Alexandre Neves lembra que, quando iniciou a sua colaboração no Espaço Aberto, “não estava para esta coisa de arte”, mas depois constatou que o local e os jovens que o frequentavam tinham necessidade de ter alguém com habilidades em arte.
“Como já tinha esta afinidade, voluntariei-me para dirigir e preparar algumas pessoas na área de artesanato, arte e cabedal e não só”, recorda ao A NAÇÃO.
Hoje, volvidos 13 anos, diz, com redobrado orgulho, que a sua proposta acabou por resultar, preparando os jovens para o trabalho da arte e do cabedal, pelo que se atreve a dizer que “o projecto foi um sucesso”.
Aprender na curiosidade
Mestre conta que sempre foi curioso e, quando menino, frequentava as oficinas do Platô, que eram consideradas “Casas de Arte”, onde as pessoas se reuniam e ele as observava.
“Sou de uma época em que havia poucos brinquedos, as crianças tinham de fabricar os seus próprios brinquedos de modo que sinto que a arte nasceu comigo”, relembra nostálgico.
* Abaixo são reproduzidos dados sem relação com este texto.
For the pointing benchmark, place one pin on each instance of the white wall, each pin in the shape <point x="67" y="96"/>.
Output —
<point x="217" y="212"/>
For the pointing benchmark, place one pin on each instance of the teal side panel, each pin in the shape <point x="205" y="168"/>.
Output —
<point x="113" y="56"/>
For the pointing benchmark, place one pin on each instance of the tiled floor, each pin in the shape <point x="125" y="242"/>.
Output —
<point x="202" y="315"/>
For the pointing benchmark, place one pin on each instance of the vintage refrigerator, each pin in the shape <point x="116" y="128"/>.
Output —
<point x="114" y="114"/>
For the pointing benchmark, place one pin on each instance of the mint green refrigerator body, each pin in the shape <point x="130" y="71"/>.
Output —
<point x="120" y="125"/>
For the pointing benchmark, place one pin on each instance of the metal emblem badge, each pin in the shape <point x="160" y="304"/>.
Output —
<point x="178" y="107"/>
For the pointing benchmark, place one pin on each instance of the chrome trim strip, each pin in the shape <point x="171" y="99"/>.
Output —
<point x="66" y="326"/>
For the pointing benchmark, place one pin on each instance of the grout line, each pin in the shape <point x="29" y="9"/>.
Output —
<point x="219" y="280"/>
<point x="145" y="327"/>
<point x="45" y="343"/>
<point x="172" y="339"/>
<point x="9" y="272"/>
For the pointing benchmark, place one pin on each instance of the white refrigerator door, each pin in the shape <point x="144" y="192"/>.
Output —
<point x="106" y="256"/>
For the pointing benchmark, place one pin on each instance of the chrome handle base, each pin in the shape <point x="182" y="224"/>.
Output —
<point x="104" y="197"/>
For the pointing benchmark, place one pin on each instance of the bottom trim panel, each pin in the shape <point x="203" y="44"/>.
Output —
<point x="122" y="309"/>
Aos 13 anos Mestre passou a obter dividendos do artesanato, através da venda de produtos por ele confeccionados.
Além do trabalho no Espaço Aberto, é convidado por outras instituições para ministrar formações não só em arte e cabedal, mas também a fazer candeeiros, forrar bolsas e calçados, de modo que possui discípulos em todos os cantos da ilha de Santiago e quiçá em outras ilhas.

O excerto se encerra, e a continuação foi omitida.